Когда отправлялись на майский отдых, задание начальства было строгим: "Кровь из носа, а очередной номер выпустить!" "Даже, если его лепить не из чего!"
Последнюю фразу мы уже добавили с Сашей Галановым, когда вышли из кабинетов замзавов наших отделов.
В отделе культуры среди работников низшего звена Галанов был, пожалуй, самый достойный и уважаемый сотрудник, который курировал литературно-художественные издания. Фронтовик, потерявший ногу на войне, относительно смелый и не угодничавший перед высоким начальством, он мог высказывать своё суждение по публикациям, даже если знал, что оно не согласуется с "мнением общественности" (то бишь руководства).
В первый же день после праздников, доложив начальству о нашей "работе", мы пригласили Твардовского в ЦК.
Встреча в отделе культуры. Перебирая гору вёрсток, Саша говорил, почему это (повесть, рассказ, статья) не может пойти в печать. Я кивал или добавлял какую-то реплику, делал замечание, что должно было выражать согласие моего отдела с мнением отдела культуры.
Твардовский вначале горячился и возражал, предлагая сокращения и исправления. Из разговора было видно, что он не только хорошо знает материал, но и сам его редактировал. Это касалось знаменитых новомировских статей, которые после выхода каждого номера "будоражили общественное мнение" и "дурно влияли на интеллигенцию".
Но скоро Александр Трифонович стал терять интерес к нашим суждениям, явно ожидая конца разговора. Когда Саша завершил его, положив перед Твардовским отобранные материалы, Александр Трифонович вдруг устало и спокойно спросил:
— Всё? — И, не дожидаясь ответа, сердито добавил. — Эх, ребята. Не ведаете, что творите…
Поднялся, молча сунул свою крепкую, пухлую руку сначала Саше, потом мне и резко пошёл к двери.
Галанов поспешно зашкандыбал на своей раненой ноге за ним и нагнал его уже на выходе из здания, где отметил его разовый пропуск.
Насколько я помню, это была его последняя встреча в ЦК по поводу задержанных в Главлите материалов "Нового мира". Теперь сюда приходили только его замы.
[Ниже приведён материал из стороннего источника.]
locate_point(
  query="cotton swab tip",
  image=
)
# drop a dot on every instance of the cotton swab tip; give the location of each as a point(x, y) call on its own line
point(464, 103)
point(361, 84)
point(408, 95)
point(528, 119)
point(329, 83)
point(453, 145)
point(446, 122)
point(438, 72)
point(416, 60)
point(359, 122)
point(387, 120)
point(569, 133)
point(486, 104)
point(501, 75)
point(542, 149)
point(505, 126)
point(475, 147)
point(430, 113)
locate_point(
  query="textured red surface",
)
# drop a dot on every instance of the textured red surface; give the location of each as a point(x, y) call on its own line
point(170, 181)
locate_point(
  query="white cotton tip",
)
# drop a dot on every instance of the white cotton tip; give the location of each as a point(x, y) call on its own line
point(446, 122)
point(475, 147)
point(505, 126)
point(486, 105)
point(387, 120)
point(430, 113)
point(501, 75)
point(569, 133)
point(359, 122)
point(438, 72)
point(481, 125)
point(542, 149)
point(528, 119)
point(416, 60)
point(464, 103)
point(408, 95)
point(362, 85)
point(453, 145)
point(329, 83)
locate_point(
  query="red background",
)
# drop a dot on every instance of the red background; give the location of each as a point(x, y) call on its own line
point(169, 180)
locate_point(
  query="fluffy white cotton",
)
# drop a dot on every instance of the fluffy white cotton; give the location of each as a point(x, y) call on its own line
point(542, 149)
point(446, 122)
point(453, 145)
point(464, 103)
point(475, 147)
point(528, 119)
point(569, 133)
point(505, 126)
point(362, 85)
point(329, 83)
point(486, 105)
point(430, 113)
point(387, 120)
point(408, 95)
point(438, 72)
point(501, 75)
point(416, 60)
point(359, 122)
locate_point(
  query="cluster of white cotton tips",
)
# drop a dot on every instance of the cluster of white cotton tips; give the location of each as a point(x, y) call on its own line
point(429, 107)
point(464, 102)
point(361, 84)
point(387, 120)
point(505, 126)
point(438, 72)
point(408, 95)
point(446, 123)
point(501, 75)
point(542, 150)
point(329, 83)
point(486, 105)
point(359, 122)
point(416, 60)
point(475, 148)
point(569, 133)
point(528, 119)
Сам же он аккуратно являлся только на совещания, молча выслушивал доклады, тяготился, когда слово предоставлялось двум-трём главным редакторам. Это были, как всегда, "Правда", "Известия", "Советская Россия". И, ни с кем не вступая в контакт, молча уходил.
Вспоминается ещё одна встреча в редакции "Нового мира". Мы, кураторы из ЦК, должны были присутствовать на отчётно-выборных собраниях в наиболее значительных и "сложных" изданиях. Я появился минут за двадцать в кабинете редактора.
В творческих коллективах на таких собраниях присутствовали все сотрудники, и только когда начинаются выборы парбюро, некоммунисты покидают зал.
В кабинете у Твардовского его замы: Дементьев, кажется, Лакшин и ответсекретарь Миша Хитров, он только что пришёл в журнал из "Известий".
В дверь врывается поэт Егор Исаев. Делает он свои визиты всегда шумно, напористо, низвергая неостановимый поток слов.
— Трифонович! Написал настоящие стихи. И прямо к тебе. Слушай!
И начинает читать, сотрясая воздух. Александр Трифонович морщится и как-то виновато обводит взглядом всех в кабинете, будто ища защиты. Потом, посуровев лицом, обрывает поэта.